My name is Seth Mates. I graduated in 2000, and right now I'm an assistant news editor at Newsday down on Long Island.

I graduated only six years ago, and I have actually had some amazing opportunities thanks to my time at Binghamton. I graduated and I went to be a writer at World Wrestling Entertainment. I moved to California, worked in entertainment, got into a newspaper business, and now I'm working for I think it's the ninth-biggest paper in the country. I got my formal education at Binghamton but my real education at Pipe Dream, at WHRW, at BTV, all right here on campus. I learned more from late nights at WHRW over night shifts, mornings until 3 a.m. at Pipe Dream. I learned so much there that is invaluable to me for my day-to-day work, and I'm very fortunate.

The single most important thing I think I learned at Binghamton was anything is possible. I mean, when I came here there was no Bearcat. There were 35 people attending basketball games over at the East Gym. I said, "Well we can make something with this." You know my work at Pipe Dream and broadcasting games at WHRW and students got together and made it all possible. We made it happen and I would like to think without WHRW, without Pipe Dream, a lot of the students' institutions, there wouldn't be 4,000 people going to basketball games right now, that people wouldn't care about the Bearcat.

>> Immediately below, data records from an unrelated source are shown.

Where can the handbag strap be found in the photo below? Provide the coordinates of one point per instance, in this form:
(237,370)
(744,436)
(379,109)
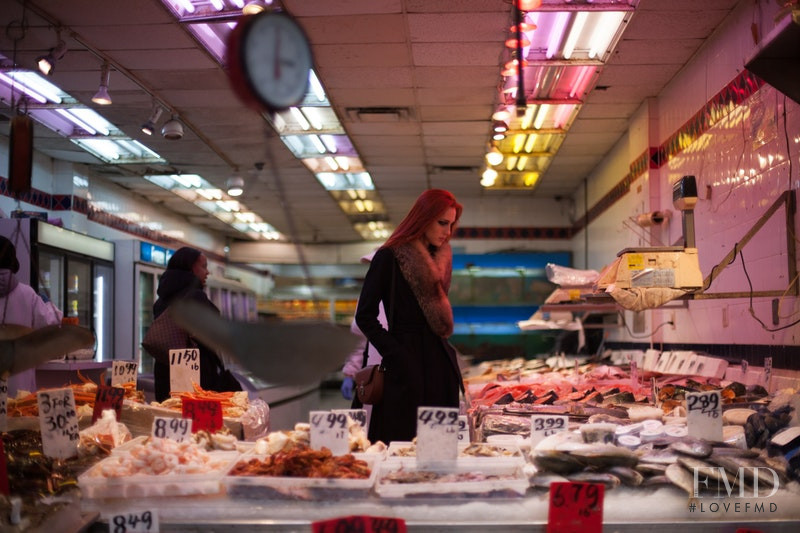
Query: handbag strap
(390,314)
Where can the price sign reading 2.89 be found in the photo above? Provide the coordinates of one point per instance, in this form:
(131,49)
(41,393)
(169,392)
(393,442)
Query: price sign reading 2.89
(437,434)
(545,425)
(704,415)
(575,507)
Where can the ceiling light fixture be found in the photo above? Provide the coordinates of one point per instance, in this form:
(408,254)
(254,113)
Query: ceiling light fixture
(47,62)
(235,186)
(102,97)
(172,129)
(150,126)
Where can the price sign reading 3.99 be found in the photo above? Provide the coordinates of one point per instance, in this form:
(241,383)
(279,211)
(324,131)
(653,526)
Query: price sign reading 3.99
(184,369)
(545,425)
(58,422)
(123,372)
(329,430)
(133,522)
(437,434)
(575,507)
(704,415)
(177,429)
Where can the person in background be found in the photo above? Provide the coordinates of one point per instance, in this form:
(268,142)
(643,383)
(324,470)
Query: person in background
(185,277)
(410,274)
(355,361)
(21,306)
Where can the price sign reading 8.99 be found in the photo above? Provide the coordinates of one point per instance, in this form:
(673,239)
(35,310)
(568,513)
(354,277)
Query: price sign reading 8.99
(704,415)
(437,434)
(545,425)
(329,430)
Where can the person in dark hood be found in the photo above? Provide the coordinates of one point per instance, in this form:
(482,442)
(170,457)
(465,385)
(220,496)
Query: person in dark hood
(185,277)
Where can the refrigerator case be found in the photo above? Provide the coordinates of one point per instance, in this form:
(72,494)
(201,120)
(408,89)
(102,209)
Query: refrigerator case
(75,271)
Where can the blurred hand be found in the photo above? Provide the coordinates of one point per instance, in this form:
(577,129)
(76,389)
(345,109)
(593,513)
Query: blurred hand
(347,388)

You know, anything is possible when students get together, when they take their personalities, what they each bring to the table. There are so many opportunities on this campus. It's incredible. You just have to be able to find them. I knew the second I came here, when I was still in high school, the second I stepped foot on the campus-it was a rainy day, it was cloudy and it was absolutely disgusting outside-I knew I would spend my four years here.

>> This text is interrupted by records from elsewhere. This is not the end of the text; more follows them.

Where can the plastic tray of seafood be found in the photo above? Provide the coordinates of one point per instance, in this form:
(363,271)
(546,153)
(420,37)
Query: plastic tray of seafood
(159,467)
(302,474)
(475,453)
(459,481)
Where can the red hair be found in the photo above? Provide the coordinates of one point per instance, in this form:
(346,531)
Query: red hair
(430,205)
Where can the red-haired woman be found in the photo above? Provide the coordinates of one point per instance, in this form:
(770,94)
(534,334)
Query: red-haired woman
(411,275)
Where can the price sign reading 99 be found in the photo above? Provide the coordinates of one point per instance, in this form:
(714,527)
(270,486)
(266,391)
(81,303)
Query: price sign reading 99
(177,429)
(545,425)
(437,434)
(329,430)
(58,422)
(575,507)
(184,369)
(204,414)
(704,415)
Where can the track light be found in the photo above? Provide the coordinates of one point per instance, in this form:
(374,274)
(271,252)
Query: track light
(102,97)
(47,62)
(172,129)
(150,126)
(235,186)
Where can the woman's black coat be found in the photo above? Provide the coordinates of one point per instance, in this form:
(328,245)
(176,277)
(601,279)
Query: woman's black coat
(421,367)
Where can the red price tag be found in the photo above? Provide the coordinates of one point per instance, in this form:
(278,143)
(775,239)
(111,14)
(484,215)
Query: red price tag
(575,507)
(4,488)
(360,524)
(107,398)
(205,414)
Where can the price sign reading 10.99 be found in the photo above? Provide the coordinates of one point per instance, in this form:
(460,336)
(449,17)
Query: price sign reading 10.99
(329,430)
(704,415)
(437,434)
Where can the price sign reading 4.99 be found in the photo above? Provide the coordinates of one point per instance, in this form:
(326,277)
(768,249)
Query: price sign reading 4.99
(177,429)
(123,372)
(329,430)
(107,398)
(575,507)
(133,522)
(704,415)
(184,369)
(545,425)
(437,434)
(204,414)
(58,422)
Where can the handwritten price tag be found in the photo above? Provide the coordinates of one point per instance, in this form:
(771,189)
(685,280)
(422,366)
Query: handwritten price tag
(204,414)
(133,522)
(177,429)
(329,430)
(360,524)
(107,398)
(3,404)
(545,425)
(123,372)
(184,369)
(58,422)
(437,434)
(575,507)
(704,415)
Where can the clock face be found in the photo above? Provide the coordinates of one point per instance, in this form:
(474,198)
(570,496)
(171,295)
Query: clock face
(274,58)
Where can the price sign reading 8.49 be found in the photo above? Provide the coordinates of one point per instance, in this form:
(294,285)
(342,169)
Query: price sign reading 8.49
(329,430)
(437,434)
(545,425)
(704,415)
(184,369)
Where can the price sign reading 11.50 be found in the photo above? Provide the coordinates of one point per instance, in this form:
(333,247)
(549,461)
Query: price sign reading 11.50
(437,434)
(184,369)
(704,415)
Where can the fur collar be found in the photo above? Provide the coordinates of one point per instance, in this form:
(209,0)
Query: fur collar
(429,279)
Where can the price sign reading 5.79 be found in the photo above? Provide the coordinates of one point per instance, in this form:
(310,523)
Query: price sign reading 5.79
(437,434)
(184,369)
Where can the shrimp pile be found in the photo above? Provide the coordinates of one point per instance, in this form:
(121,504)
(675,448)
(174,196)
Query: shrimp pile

My fondest memory at Binghamton was Feb. 3 and 4, 1999. Myself and three other people at the radio station, WHRW, did a 24-hour radio turn all over campus. Basketball game down at the West Gym. We promoted the last ever show at what used to be the Campus Pub. We raised lot of money for WHRW. It was a great bonding experience. You spend 24 hours with someone. I mean those are the college memories that you remember. One of the people we did the radio-thon with was Paul J. Battaglia '00, who was tragically killed on Sept. 11. So when I think back to my time at Binghamton, I think that memory is probably the one that stands out for so many reasons. Just having that time and that opportunity. It's one of those things I will never forget.